In the 177 sites that were surveyed for the latest System i security report, PowerTech found that the average site had 759 users and 369 libraries. However, on average, 60 users had the all-powerful *ALLOBJ authority granted to them on these machines. PowerTech has recommended to customers that no more than 10 users per system should have *ALLOBJ authority. In the survey, only five sites had fewer than 10 such users on their machines.
In the same machine pool, an average of 20 users had *SECADMIN security administrator profiles, 142 users had *SPLCTL full report access, and an average of nearly 140 users had *JOBCTRL system operator access. From what we have been told about the System i platform, the machine should have a very small number of operators. But roughly 18 percent of end users have what amounts to system administrator access to the i5/OS and OS/400 servers. This is not a good security practice.
End user authentication is also a big security hole, and on the user name and password front, the shops assessed by PowerTech have an average of nearly 92 enabled by inactive profiles (meaning, they have not been used in the past 30 days) and nearly another 100 of inactive profiles that have been disabled but are still lurking in the system. Shockingly, over half of the systems examined have more than two user profiles with the default profiles provided by IBM, and in total, the systems polled had more than 100 profiles with default passwords; nearly 60 of these profiles were actually active. A large number of shops also have users who are setting their passwords equal to their user names–which is just ridiculously foolish. Any hacker that can guess the naming scheme for users can try this trick, and on an i5 box connected to a network, they are into the system at that point.
On the data front, about 52 percent of the users on the systems have the ability to change data on the system, with only 22 percent having read-only access and 10 percent having no access to data. Some 12 percent of users have the ability to do whatever they want to the data, the * PUBLIC *ALL access in i5/OS and OS/400.
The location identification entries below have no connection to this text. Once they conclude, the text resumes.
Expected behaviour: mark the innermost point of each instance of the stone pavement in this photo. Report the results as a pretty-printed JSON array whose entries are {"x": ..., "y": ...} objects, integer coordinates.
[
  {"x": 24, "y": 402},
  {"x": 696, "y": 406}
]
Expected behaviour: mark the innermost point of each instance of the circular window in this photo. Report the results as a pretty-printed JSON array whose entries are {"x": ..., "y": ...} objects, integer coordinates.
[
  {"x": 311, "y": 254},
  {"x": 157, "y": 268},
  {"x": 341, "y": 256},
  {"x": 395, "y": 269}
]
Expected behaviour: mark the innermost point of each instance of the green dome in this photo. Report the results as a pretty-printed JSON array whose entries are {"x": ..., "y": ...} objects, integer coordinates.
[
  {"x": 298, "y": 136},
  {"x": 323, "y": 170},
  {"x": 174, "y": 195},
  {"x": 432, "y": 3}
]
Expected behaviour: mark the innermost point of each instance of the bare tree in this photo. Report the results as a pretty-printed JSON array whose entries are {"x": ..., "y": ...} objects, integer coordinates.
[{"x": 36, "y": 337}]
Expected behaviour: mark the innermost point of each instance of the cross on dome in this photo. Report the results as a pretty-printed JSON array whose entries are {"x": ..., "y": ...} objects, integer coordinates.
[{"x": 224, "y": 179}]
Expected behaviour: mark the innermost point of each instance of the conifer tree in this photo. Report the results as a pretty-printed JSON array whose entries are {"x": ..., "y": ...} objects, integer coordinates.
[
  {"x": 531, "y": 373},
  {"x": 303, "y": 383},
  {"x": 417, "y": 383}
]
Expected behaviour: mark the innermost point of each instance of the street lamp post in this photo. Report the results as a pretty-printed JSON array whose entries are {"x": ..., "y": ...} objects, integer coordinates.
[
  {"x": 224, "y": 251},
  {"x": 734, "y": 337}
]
The good news is that 75 percent of the systems had audit journals turned on, so they can track down who has access to what resources and when they were accessed by what user. The bad news is that 25 percent of them did not have audit journals turned on. Only 7 percent of the systems surveyed had tools to make sense of what is in the audit journals, which means that security officers are either ignoring these journals or are sifting through them by hand when something goes wrong rather than using the journals to detect when something has just gone wrong and cope with it immediately.
The problem is not that the System i platform does not have great security, but that the company security officers are forgetting about the platform in their data centers or that system administrators, who are burdened with so many tasks, are only getting around to security in their spare time. Some of the issue also has to do with education.
“For a long time, IBM has been trying to modernize the System i programmers, getting them to adopt ILE RPG, Java, and now PHP,” explains Earl. “We need to modernize the skill sets of system administrators and security officers, too. I firmly believe that IBM and its third party security software partners have put the tools in place to make the System i as secure as or more secure than as any Unix, Linux, or Windows box–and do it more easily and for less cost. But it doesn’t happen magically.”